At the beginning of the fourth set, I felt a tap on my shoulder. “Are you here by yourself?” a fan asked me. I said I was. She was leaving and handed me a ticket to Rod Laver Arena, which had been selling for upwards of $1,500 that morning. I stared at it like Charlie Bucket did his golden ticket, thanked her profusely, and ran up the concrete ramp to the stadium and halfway around it to the correct door. At the next changeover, I was in the seat.
The court looked less brilliantly blue in person than on TV, but no less stunning as more of a deep teal than the color of the ocean. Djokovic stood to my left, flesh and bone standing on a court built by human hands. This was real. He and Alcaraz rallied fiercely, and Alcaraz attacked first with a backhand drop shot. I saw immediately that it wasn’t good enough and shook my head vigorously. Djokovic somehow sliced it into the net anyway and OHH! The crowd burst into noise.
I’ll most clearly remember the last great point they played. Alcaraz had fallen down a break point, down 2-4 in a must-win fourth set already, and looked ready to go. Djokovic shook his racket head back and forth affirmatively, the way he does when he is about to kill his prey. Novak did much of his work this match with his serve, but he is still a baseliner to the bone, and decided he wanted to bury Alcaraz from the back of the court. Alcaraz cocked and loaded his mightiest forehand onslaught and Djokovic got everything back. Djokovic ripped his best backhands, fierce two-handed drives down the line and crosscourt. Alcaraz deposited the ball back onto the baseline—directly onto the baseline, close enough that the whole stadium expected an out call and none came. They kept trading groundstrokes to the point of agony. “Stop!” cried a nearby fan, overcome with the secondhand strain.
Louisa Thomas began a 2014 Grantland story by writing that the brutal Djokovic–Rafael Nadal rivalry sometimes made her want to say just that. Here that line played out in front of me, over a decade later, thanks to the same Serb and a different Spaniard. Alcaraz, the impatient genius, kept trading backhands crosscourt like someone had programmed him to. Djokovic, the man who would be content hitting crosscourt backhands until the sun exploded, pulled one up the middle. It gave Alcaraz the opportunity to initiate a forehand exchange and Djokovic yanked his long and wide immediately.

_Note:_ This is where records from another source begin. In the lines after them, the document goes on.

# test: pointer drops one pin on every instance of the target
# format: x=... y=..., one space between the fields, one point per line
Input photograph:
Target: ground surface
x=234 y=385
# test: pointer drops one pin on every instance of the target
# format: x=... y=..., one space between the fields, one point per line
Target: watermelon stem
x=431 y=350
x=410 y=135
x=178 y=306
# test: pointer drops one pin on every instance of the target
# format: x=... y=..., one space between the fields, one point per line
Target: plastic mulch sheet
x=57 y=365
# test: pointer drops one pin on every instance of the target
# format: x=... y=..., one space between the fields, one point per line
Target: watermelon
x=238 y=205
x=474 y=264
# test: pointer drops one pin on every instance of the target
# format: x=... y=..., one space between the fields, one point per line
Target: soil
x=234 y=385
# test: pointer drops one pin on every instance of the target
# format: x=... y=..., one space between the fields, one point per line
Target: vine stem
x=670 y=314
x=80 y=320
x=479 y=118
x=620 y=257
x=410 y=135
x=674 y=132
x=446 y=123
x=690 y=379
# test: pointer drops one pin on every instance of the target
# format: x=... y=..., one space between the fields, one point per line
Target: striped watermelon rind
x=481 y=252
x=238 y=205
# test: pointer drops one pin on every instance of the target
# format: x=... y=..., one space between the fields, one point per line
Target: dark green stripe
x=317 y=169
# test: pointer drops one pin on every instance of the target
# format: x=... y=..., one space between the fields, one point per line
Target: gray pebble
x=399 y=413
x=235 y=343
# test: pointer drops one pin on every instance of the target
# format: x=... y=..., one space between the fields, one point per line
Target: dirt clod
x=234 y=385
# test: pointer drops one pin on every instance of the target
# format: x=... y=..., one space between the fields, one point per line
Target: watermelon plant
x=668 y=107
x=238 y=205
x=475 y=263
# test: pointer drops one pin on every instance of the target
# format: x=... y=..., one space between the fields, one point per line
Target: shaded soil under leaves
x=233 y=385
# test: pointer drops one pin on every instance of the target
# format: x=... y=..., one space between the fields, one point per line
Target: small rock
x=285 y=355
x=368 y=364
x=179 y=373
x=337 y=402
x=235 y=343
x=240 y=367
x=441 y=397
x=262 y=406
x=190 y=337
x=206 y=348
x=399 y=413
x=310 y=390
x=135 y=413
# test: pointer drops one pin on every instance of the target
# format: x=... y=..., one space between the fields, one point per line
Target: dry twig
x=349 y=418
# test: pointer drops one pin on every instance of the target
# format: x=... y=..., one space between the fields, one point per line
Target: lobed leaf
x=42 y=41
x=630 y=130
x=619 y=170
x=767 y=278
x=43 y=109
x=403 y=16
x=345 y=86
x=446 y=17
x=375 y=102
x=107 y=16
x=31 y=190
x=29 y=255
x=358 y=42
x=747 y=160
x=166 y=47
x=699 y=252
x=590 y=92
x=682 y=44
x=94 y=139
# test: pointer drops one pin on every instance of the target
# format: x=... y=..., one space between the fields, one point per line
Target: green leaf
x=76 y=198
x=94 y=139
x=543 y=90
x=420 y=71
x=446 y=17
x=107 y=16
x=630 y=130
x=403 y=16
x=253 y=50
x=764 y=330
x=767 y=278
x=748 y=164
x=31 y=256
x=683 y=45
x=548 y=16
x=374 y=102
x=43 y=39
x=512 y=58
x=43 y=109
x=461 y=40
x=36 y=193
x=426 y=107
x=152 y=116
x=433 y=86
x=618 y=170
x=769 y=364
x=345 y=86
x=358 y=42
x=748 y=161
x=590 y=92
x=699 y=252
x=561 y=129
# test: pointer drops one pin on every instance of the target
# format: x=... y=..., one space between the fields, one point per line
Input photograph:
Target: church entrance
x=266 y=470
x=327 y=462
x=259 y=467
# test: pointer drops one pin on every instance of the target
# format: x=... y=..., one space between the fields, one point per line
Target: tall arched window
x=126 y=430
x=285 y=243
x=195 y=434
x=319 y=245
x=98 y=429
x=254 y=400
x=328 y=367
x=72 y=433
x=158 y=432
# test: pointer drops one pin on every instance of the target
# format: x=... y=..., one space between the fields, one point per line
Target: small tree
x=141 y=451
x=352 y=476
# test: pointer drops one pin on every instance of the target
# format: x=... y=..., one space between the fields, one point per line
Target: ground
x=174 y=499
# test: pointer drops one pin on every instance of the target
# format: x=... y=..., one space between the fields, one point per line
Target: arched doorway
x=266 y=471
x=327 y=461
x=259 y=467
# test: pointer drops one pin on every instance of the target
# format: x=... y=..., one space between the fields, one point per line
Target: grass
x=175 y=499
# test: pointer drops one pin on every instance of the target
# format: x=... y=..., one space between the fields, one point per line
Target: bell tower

OHHHHHH! I screamed involuntarily for five full seconds. Both men bent forward, hands on knees, desperate to pump oxygen back into their lungs. Djokovic was hit harder; for the next five minutes, it looked like Alcaraz had finally cracked him like an egg. Then Alcaraz shanked a forehand, Djokovic recovered, and he saw out the match. But those moments after the point were the best of the match. I exchanged mad grins with strangers. “He’s just a bubba!” somebody next to me said of Alcaraz. Novak hollered at his box, god knows why. Alcaraz walked over to his coach, Juan Carlos Ferrero, and simply received a hard, congratulatory high-five. I looked at the Jumbotron and saw that Alcaraz was beaming right through the sweat, then looked down and saw that I was too.